Git Part I — The Basics
An insult to British people, but also a system of file version control
Stop me if you’ve heard this one before: contrary to popular belief, Git and GitHub are not one and the same. There, now that’s out of the way. Photo by Luke Chesser on Unsplash.
Coding is an act of creation. Creation at its most marvelous, more often than not, is the result of iteration, collaboration, and people saying pointed Words to each other.
And tracking that kind of is stuff messy.
Tools like Git mean to keep the mess to a minimum while people improve their projects and work together.
Git: The Nutshell
Git is what is called a “version-control system”: it aims to regulate how files are altered, and by whom, over time.
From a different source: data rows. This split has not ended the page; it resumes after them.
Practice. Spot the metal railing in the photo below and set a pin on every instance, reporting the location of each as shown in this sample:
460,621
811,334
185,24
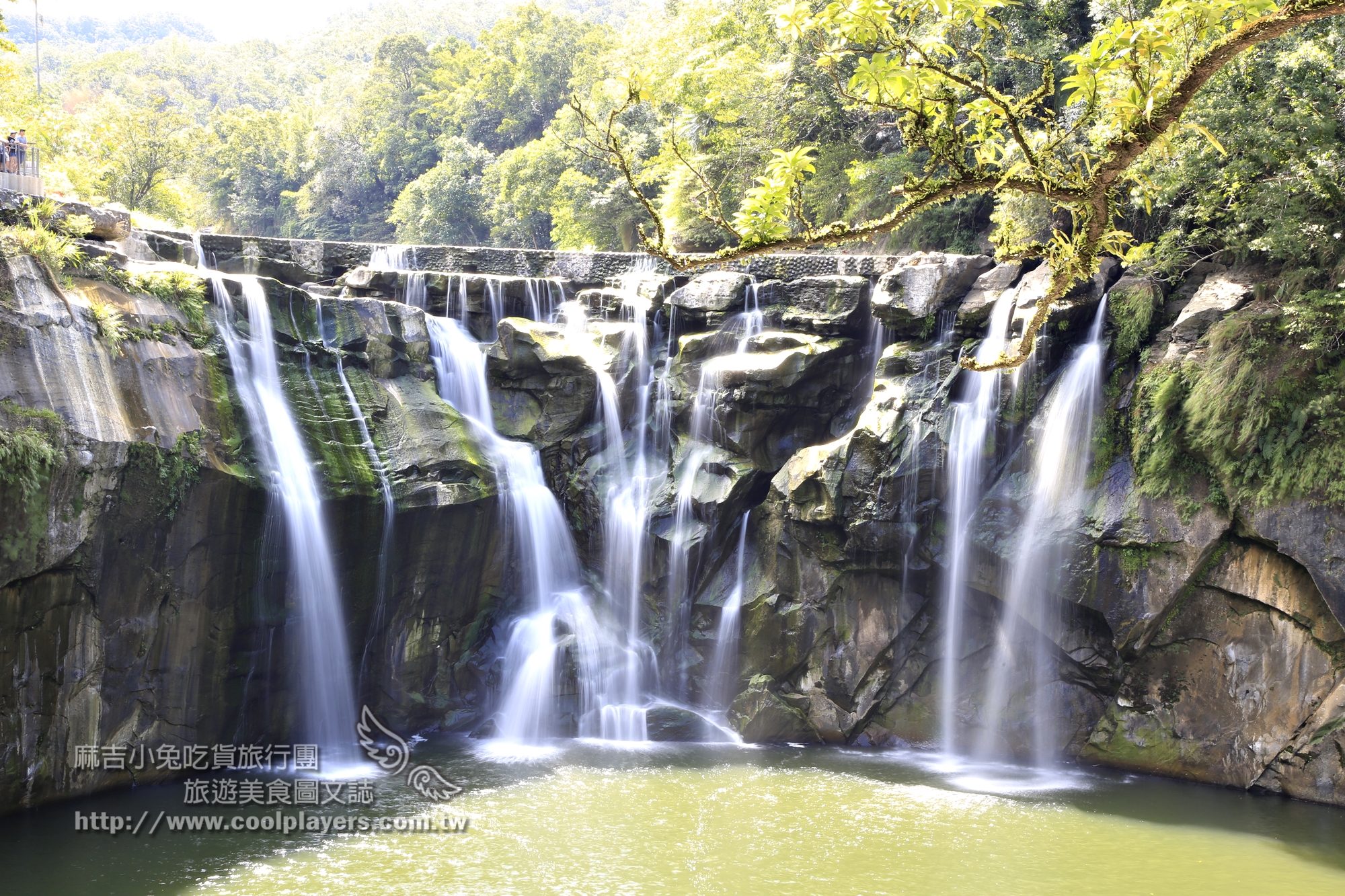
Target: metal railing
21,159
21,169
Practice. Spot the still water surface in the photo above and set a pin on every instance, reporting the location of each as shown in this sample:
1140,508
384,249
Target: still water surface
590,818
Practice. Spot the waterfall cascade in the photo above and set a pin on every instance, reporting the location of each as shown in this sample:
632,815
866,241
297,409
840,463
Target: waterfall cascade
973,428
724,666
403,259
588,642
1024,646
560,615
328,697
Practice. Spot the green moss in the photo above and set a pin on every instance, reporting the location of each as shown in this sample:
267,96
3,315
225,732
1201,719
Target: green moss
1135,740
330,430
1133,560
1112,435
161,478
1258,417
1130,309
28,456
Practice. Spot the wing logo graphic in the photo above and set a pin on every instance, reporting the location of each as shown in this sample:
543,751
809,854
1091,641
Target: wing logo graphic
395,755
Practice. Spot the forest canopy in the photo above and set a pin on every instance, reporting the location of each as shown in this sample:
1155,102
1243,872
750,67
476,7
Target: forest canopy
454,123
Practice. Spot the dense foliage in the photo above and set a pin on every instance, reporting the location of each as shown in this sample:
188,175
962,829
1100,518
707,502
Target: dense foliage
434,123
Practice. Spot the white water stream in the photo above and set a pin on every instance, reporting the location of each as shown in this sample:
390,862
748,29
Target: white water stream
326,696
970,440
1024,649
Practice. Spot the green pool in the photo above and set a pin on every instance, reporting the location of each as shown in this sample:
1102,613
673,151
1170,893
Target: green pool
719,819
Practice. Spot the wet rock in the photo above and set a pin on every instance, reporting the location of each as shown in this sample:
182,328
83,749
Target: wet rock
1311,533
709,296
765,717
544,386
676,724
108,224
829,306
1149,551
1215,298
974,310
907,296
775,399
1222,689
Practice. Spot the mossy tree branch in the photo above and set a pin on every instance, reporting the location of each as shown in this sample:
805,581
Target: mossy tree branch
929,61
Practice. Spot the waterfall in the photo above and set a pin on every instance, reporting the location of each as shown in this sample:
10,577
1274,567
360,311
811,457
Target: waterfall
326,696
724,667
973,425
559,614
385,487
414,290
626,528
753,317
1063,439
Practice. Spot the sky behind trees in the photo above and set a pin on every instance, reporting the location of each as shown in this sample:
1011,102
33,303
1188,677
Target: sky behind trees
236,21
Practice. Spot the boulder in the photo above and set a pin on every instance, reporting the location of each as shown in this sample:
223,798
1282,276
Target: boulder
775,399
108,224
974,310
543,385
828,306
765,717
1223,688
907,298
711,294
1218,296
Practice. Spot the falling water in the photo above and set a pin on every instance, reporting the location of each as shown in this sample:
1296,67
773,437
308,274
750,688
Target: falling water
559,615
385,487
973,425
626,520
414,290
720,681
753,317
326,693
1063,436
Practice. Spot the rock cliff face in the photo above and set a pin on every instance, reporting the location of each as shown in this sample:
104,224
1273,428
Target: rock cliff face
143,591
139,600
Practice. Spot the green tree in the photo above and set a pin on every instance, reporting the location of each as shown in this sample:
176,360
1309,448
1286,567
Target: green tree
147,149
447,204
258,161
931,67
505,91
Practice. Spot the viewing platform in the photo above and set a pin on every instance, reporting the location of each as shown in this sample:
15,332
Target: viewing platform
28,175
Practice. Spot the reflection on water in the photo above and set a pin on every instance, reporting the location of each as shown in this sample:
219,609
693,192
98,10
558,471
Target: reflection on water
587,818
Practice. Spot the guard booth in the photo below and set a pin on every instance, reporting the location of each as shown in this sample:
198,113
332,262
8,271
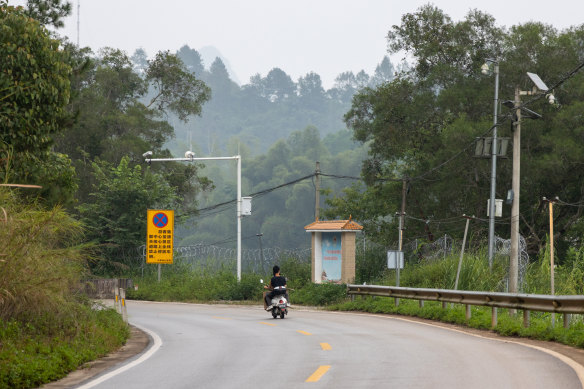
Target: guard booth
333,250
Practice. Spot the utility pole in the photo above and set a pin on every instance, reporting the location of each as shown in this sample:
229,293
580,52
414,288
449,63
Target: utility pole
493,171
261,250
401,227
552,275
317,191
462,250
190,157
514,255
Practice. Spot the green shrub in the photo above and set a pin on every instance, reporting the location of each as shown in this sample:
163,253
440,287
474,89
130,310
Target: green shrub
51,346
319,294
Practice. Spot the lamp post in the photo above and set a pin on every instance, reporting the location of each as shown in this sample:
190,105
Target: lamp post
190,157
485,70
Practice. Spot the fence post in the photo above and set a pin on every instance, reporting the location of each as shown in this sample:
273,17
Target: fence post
123,307
525,318
493,317
566,320
117,297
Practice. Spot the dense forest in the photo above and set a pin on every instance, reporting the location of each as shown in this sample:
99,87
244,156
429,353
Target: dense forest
77,122
281,128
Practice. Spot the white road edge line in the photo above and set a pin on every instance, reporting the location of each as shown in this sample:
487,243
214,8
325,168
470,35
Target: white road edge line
578,368
155,346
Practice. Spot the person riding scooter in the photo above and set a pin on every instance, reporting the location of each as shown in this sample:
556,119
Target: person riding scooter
277,286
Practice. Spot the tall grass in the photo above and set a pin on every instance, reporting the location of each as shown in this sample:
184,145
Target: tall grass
40,260
46,328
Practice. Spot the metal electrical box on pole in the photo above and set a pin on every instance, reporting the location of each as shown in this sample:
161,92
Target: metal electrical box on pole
246,206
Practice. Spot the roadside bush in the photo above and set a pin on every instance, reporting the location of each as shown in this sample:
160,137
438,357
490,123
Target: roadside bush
319,294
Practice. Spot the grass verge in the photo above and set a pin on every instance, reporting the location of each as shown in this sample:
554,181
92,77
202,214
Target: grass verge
48,348
508,325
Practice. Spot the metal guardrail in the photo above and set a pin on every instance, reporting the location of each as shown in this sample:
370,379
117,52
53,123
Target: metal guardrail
527,302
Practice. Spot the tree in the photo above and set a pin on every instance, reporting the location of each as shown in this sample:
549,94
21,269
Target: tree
192,60
34,85
383,72
140,61
48,12
278,85
421,127
112,122
311,91
175,88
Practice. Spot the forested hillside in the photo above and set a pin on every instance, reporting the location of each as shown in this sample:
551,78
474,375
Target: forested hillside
267,108
281,127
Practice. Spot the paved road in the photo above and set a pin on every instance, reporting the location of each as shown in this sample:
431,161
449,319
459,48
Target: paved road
218,346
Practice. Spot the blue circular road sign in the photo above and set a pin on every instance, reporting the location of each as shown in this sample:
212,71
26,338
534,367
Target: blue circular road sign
160,220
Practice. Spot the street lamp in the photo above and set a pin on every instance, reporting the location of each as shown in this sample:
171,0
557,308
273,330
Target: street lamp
539,88
485,70
190,157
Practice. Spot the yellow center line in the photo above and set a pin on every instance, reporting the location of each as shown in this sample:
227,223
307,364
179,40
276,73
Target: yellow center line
317,375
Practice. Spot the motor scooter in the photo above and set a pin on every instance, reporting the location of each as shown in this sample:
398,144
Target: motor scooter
279,305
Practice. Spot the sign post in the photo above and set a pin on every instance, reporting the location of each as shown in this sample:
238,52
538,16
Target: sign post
159,237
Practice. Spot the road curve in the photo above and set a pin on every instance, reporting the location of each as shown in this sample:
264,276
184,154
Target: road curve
220,346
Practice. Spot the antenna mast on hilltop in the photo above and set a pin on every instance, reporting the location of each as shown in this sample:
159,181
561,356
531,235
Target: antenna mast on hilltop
78,7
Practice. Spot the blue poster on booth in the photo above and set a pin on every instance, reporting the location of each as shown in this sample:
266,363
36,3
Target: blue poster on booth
331,256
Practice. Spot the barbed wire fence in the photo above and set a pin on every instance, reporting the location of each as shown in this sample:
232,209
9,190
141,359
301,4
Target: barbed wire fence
417,250
213,258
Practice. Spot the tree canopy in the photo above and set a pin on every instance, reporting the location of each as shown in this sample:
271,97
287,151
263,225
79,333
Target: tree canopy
421,127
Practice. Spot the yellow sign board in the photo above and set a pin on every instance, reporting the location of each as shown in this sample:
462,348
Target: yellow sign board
159,236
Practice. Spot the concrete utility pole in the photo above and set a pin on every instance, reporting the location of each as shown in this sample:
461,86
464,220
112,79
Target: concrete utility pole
401,228
514,255
261,250
493,170
462,251
317,191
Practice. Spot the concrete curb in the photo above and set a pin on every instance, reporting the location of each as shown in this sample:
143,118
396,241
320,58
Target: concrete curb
136,344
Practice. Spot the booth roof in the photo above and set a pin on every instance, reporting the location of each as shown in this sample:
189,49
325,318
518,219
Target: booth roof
333,225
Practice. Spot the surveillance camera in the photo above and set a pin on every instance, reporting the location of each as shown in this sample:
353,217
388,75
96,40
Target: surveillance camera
551,98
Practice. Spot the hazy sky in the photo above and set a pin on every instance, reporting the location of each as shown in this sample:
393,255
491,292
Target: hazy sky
324,36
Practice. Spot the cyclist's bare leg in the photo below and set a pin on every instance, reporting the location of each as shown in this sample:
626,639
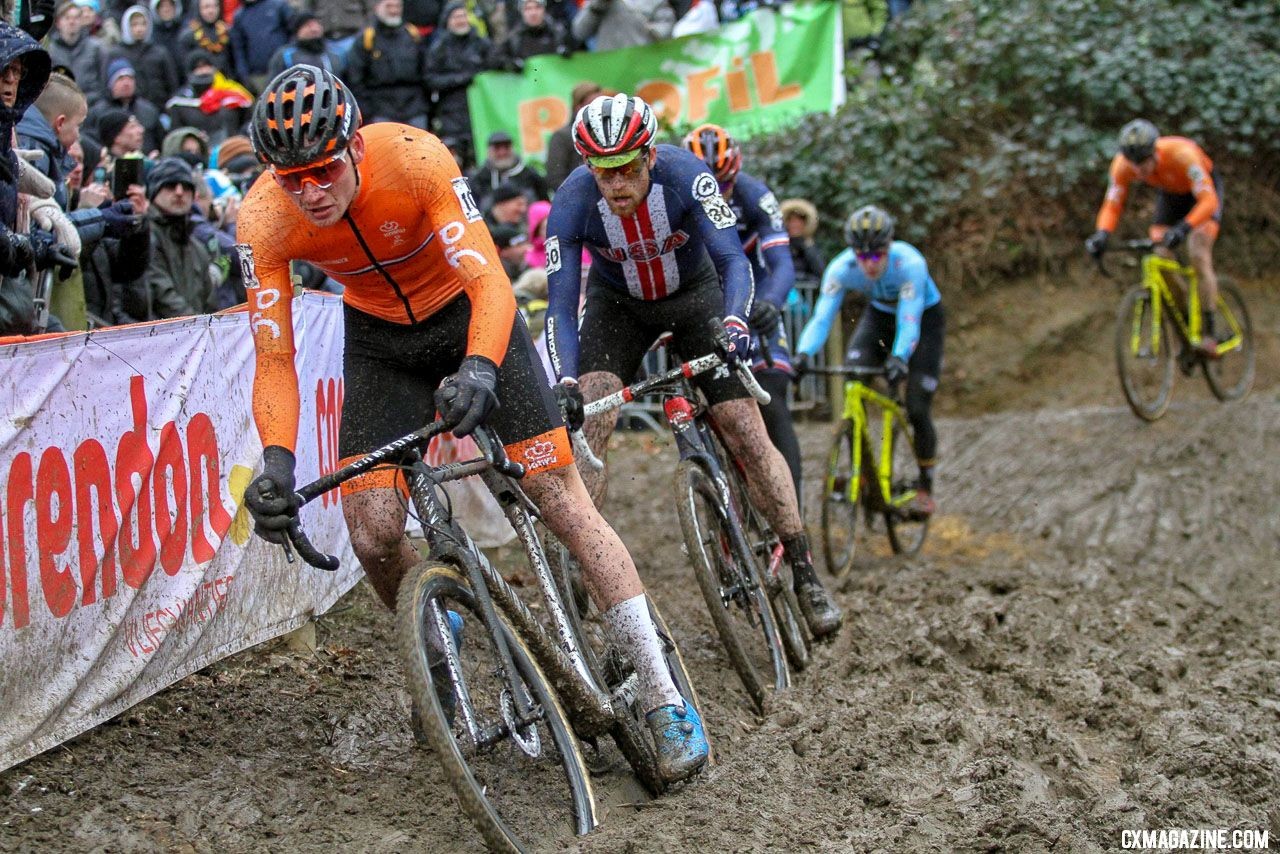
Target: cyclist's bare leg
768,480
375,519
598,429
609,574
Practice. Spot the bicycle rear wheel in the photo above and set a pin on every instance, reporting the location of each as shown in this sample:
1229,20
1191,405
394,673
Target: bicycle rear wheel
840,499
1144,355
1230,375
906,531
731,585
508,773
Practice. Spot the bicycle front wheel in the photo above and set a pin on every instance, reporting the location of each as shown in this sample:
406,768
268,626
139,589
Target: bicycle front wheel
840,499
1230,375
731,585
508,771
1144,355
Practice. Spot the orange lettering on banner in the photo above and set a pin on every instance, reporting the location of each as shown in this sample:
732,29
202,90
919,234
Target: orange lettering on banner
54,530
538,117
700,92
19,493
766,68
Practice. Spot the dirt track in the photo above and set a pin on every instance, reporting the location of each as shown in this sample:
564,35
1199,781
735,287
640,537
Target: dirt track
1089,643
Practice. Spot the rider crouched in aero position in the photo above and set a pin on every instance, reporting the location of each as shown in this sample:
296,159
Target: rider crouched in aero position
904,322
662,245
768,249
425,301
1188,205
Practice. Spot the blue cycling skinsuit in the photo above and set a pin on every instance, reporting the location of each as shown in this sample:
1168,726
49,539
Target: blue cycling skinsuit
906,310
670,266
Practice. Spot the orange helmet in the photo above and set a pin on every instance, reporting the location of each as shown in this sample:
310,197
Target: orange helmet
716,147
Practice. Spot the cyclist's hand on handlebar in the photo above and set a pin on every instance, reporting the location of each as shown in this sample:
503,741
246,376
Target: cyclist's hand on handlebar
466,398
800,364
269,497
570,398
739,339
1097,243
1175,234
895,370
764,318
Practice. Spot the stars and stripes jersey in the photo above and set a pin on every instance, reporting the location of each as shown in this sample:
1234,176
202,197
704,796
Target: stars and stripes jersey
1182,167
649,255
410,243
905,290
764,240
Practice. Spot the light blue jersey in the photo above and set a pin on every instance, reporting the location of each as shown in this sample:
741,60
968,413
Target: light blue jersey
905,291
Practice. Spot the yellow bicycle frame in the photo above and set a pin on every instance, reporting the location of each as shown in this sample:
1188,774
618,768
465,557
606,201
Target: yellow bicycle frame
858,394
1153,278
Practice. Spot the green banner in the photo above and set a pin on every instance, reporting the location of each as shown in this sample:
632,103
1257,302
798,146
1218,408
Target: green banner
749,76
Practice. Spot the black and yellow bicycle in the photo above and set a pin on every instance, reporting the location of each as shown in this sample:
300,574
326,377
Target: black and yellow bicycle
1156,330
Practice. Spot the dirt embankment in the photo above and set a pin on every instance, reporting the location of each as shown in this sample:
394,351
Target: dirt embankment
1089,643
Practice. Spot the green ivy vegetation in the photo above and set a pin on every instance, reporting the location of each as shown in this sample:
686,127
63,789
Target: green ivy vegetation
991,124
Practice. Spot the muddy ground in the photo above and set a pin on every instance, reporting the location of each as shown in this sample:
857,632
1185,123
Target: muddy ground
1089,643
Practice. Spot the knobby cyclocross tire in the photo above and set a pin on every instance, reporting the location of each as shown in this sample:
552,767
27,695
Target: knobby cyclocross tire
1144,362
731,585
841,496
1230,375
512,786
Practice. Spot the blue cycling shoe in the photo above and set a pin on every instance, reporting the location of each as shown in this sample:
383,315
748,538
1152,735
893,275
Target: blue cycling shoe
681,743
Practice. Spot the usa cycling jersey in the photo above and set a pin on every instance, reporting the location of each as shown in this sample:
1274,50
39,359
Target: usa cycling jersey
648,255
905,291
768,249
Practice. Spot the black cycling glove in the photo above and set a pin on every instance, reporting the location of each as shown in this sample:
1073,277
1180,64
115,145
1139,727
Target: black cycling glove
269,498
466,398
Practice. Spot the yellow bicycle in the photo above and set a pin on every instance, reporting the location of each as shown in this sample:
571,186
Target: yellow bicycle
1155,332
872,467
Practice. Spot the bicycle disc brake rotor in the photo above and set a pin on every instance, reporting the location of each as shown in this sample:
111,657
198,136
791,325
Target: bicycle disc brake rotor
525,738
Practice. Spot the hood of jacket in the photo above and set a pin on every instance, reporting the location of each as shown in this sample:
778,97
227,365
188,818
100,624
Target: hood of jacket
126,36
13,44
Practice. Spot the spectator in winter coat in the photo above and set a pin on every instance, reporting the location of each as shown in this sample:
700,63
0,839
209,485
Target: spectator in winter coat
72,46
535,35
452,62
261,27
384,68
156,72
307,49
209,101
123,96
168,26
209,32
504,167
562,158
183,273
624,23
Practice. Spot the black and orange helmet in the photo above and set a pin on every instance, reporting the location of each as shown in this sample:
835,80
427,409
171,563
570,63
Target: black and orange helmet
716,147
304,115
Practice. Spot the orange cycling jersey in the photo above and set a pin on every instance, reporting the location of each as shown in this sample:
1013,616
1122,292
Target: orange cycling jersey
1182,168
410,243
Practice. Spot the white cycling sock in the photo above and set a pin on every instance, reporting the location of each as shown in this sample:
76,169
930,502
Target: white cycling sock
634,634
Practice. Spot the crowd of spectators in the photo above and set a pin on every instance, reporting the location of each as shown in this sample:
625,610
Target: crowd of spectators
167,90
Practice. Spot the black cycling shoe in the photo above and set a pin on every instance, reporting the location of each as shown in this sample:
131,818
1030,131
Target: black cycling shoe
822,615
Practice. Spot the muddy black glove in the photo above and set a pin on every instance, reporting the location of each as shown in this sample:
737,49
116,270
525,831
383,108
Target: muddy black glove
895,370
570,398
469,397
1175,234
269,498
1097,243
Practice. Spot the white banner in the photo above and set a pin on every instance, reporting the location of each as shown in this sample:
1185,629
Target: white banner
126,558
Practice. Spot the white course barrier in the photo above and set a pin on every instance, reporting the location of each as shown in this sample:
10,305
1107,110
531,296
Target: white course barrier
126,558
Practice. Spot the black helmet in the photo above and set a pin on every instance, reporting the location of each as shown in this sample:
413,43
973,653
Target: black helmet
304,115
1138,140
868,229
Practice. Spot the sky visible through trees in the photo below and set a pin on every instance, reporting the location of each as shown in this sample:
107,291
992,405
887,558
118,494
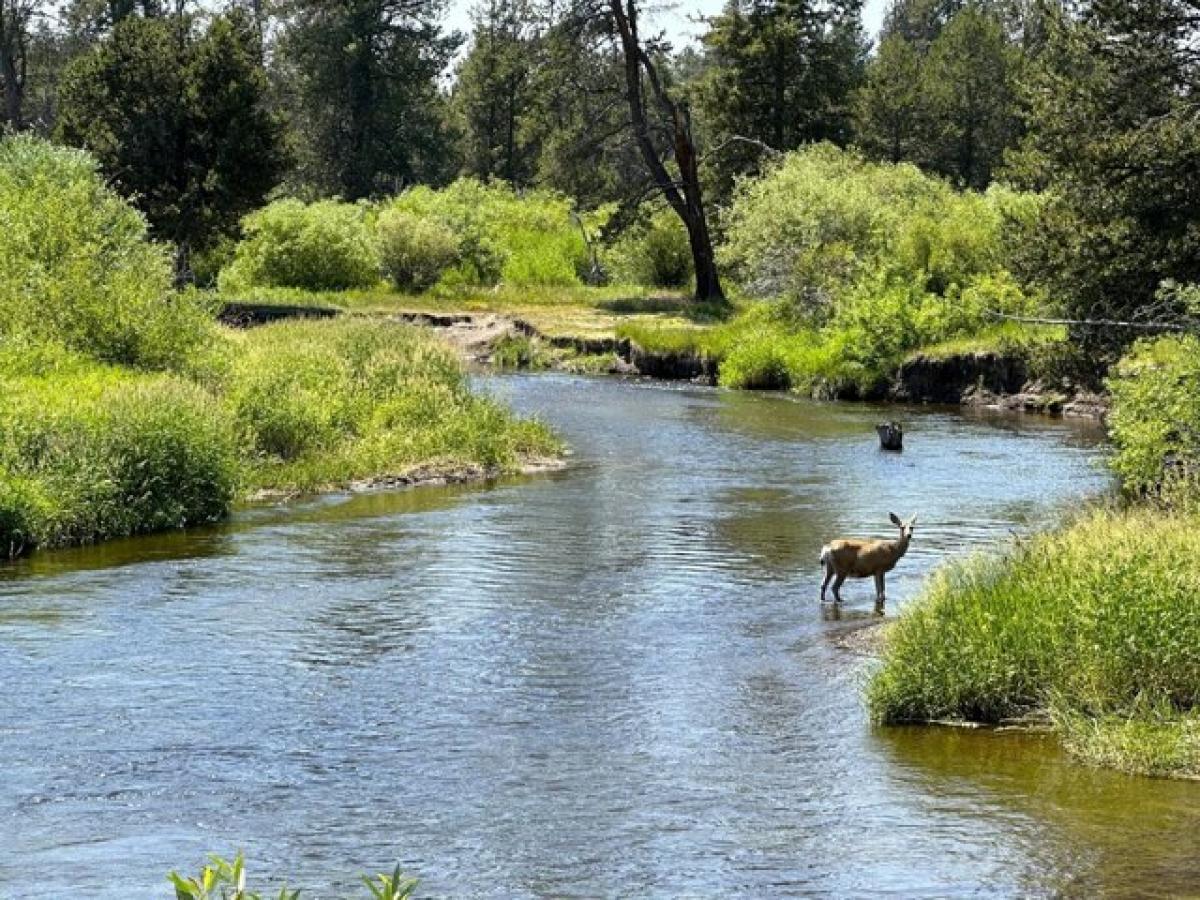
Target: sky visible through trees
673,18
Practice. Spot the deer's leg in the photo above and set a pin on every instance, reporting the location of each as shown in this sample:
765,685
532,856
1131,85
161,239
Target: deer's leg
837,588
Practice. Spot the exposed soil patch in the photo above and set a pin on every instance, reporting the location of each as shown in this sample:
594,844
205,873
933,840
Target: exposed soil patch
990,379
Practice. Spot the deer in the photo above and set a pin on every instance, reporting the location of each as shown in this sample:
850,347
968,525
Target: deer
863,558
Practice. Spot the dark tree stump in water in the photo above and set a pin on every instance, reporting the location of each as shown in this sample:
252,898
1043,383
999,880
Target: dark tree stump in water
891,436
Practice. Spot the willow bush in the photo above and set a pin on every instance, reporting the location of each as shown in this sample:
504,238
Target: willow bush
1155,421
328,245
77,267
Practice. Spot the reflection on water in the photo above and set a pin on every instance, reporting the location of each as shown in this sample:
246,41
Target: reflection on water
612,681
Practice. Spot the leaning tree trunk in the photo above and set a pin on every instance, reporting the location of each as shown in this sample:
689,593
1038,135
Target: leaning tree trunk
685,195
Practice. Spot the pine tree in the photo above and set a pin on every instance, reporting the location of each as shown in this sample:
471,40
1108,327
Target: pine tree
360,82
178,119
779,72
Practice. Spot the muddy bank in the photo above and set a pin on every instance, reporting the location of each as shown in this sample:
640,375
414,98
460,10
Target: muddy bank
990,379
985,379
246,315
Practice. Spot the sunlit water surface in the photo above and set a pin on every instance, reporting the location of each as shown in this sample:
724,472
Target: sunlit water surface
610,682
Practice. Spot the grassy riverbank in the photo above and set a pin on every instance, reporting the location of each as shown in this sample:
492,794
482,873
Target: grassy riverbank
91,451
127,409
1095,627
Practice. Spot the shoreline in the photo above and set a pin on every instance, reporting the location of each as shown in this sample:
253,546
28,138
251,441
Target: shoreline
424,475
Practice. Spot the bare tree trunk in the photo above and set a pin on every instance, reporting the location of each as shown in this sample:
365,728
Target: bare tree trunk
685,195
15,17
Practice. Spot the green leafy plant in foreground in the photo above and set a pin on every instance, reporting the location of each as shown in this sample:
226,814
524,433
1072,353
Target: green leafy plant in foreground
226,880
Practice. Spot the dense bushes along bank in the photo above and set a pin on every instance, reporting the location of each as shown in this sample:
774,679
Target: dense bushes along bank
1097,625
127,409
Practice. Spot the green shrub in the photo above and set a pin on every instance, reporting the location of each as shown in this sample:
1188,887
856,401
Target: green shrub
318,246
94,453
415,251
1155,421
825,220
226,880
523,240
1097,622
77,268
655,252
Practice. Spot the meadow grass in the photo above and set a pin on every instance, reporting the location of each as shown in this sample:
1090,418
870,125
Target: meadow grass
91,451
324,403
1096,624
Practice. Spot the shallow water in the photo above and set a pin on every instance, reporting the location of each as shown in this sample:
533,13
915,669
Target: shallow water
612,681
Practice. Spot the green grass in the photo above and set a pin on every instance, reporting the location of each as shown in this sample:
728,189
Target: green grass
91,451
1005,339
324,403
1097,625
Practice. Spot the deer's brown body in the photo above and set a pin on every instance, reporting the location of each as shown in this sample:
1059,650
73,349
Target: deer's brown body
850,558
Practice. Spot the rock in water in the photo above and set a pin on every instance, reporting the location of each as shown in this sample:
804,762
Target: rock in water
891,436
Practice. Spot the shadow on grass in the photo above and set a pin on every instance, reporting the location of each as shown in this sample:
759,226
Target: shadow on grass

But since people who code and what they code is vast and sprawling, Git tracks these changes made in a “distributed, non-linear” way.
That means you don’t have to wait for Joe Programmer across the hall (or the world) to finish making changes to a project before you contribute to it. Using branches, commits, and comparative algorithms, Git lets code jockeys split off, merge, and clone projects to create a (eventual and hopeful) better whole.
Likewise, even if you are a Team of Three (me, myself, and I), with Git you can accurately track and maintain discrete versions of the same project.
GitHub: The Clarification
GitHub is a web hosting service and repository built around Git. GitHub uses software to wrap Git in a friendly UI that facilitates online collaboration and eases onboarding of its use. GitHub is not the only of its kind, but it certainly is the current Big Dog of internet collaboration.
Due to its prominence in the digital space, GitHub occasionally can get confused with Git itself. Where Git is the protocol, the language, and the methodology of this type of distributed version control, GitHub is a really shiny and polished package that makes Git more accessible.
Although still primarily for software development, users of GitHub can store and keep track of files for almost any sort of project, like a community-made recipe book, design iterations for a company logo, or those fifty-thousand pictures of your oldest child.
It can store pictures of your younger children, too. That is, if you can find any.